We've started on an extended trip, deal listener, and none of us know our ultimate destination.
It's almost trite to say it, but we live in a world of instant gratification. Where information comes to us at the speed of the internet, and any problems, if they exist at all, are quickly resolved.It is a world that could only be dreamed about just a few years ago. And gives us that sense of an all-knowing, omnipotent perspective.
So, when I was recently talking to a group of investors, it came as no surprise, that their basic question was: when will this disruption in the markets, be over? And why not? For over a decade, investors have become used to a market, which basically went in just one direction. Up.
When some disruption occurred, it was usually handled by the professionals, like the Treasury or the Federal Reserve, and markets resumed their trek ever higher.
And its been that way at least since the financial crisis of 08. Markets met a challenge, and then a slight adjustment by the Fed: a lowered interest rate, a liquidity boost to the Repo Market, a relaxing of the bank regulations. And markets were quickly back on track. On to yet another new high.It was almost automatic. And we've all been relying on that consistency.
Unfortunately, I think the events we've seen over the past few days have changed all that. And I don't believe that this market will recover as rapidly as we would like.
Oh there are many technical reasons I could give for thinking this is the case. I could point out that fully 96% of all stocks are currently trading below their 50-day moving average. This indicates that essentially the entire stock market currently trades at a lower level than they have in the last month and a half.
Or I notice that a rising market also requires that many individual stocks are hitting new highs. And that's how its been for years.
But currently, that's all changed. Right now about 175 stocks a day are hitting new yearly lows, while only about 25 are hitting new highs. More stocks at yearly lows, tells us the momentum is currently down.
And that momentum would have to completely change, for this market to resume its upward march.

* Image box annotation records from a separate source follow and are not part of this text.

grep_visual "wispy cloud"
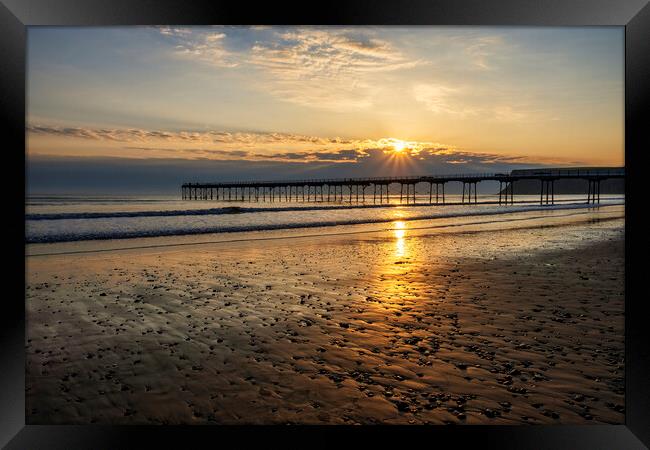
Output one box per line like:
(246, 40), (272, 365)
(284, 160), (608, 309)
(159, 27), (240, 68)
(160, 27), (425, 109)
(27, 125), (584, 164)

But perhaps the best way to visualize our current situation is to imagine the human factor.I've posted a chart of the Dow Jones Industrials on my website, and drawn a line from the level we are now in the market.

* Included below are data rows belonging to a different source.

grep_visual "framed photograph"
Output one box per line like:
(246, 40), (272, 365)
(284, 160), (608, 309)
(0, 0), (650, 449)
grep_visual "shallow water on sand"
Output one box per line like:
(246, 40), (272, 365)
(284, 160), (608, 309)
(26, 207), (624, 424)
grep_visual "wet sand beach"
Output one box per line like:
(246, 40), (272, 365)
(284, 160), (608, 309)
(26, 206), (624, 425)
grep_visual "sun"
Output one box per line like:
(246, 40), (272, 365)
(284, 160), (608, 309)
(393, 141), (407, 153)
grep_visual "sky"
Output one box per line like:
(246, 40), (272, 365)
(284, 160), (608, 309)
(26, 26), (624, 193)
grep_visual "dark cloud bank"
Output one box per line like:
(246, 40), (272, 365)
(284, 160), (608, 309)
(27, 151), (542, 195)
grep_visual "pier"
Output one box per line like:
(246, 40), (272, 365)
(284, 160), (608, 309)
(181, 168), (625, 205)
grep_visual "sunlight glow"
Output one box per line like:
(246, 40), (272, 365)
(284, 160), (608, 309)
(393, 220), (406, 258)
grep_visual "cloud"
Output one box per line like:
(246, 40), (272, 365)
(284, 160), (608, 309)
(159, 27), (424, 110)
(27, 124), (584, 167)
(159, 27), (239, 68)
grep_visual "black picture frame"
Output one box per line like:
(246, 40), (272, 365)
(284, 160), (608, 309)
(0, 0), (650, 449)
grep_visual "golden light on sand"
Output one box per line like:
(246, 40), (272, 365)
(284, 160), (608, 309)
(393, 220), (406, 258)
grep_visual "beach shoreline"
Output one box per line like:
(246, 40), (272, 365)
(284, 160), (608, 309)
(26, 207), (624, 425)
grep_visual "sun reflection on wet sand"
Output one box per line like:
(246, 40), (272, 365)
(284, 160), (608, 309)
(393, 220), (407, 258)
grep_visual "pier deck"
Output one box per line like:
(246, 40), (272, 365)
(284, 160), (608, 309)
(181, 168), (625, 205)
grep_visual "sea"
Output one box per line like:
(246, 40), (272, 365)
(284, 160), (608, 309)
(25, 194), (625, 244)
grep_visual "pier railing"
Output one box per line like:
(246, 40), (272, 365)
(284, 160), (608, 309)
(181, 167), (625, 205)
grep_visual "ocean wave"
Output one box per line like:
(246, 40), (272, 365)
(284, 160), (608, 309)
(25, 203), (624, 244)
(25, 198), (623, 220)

You'll observe that since December of 2018 most of the trades have occurred above our current level. That means that most of the people who have purchased stock over a little more than a year are now underwater. Their cost basis is above the current market price.

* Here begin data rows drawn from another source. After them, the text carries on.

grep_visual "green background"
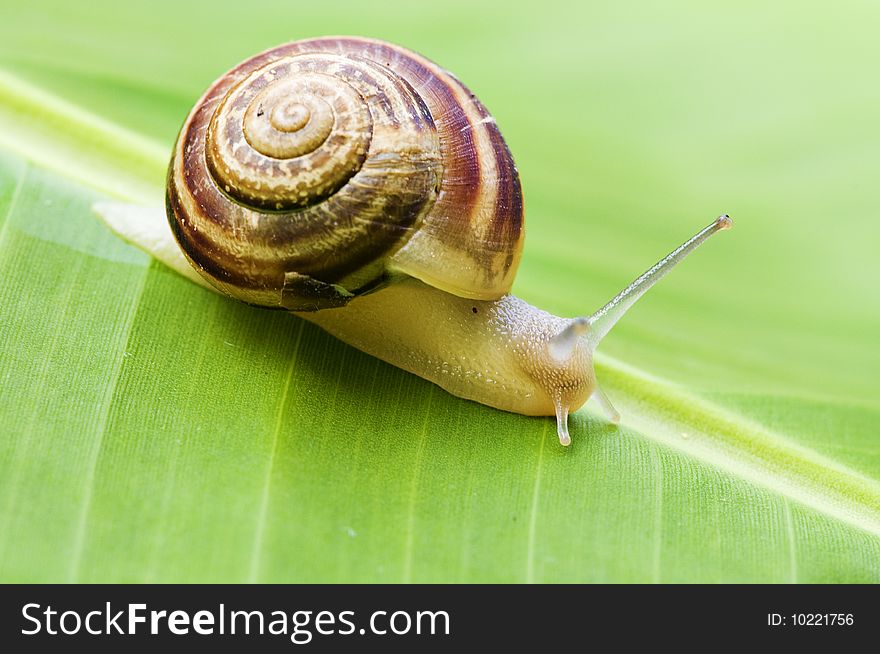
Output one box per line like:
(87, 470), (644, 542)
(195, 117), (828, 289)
(0, 0), (880, 582)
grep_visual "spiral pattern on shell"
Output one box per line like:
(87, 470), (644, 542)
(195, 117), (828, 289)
(167, 38), (522, 310)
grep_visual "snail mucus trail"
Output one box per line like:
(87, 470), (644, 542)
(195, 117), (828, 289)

This is called resistance. And we know, from past experience, that these investors are likely to sell when they have recovered their investment cost.
So going forward that means that every time the market tries to rally, it will meet the resistance of investors who hold positions at a higher cost.
Resistance, it's the first time this market has seen these phenomena in a decade. And it will make any market progress from here on out, much more difficult.
Of course this resistance will eventually be overcome. It always has been in the past.
But don't look for this to be a quick solution, and instant fix.
If I was to guess. The damage done to the market over the last 2 weeks will probably take 3 to 6 months to repair.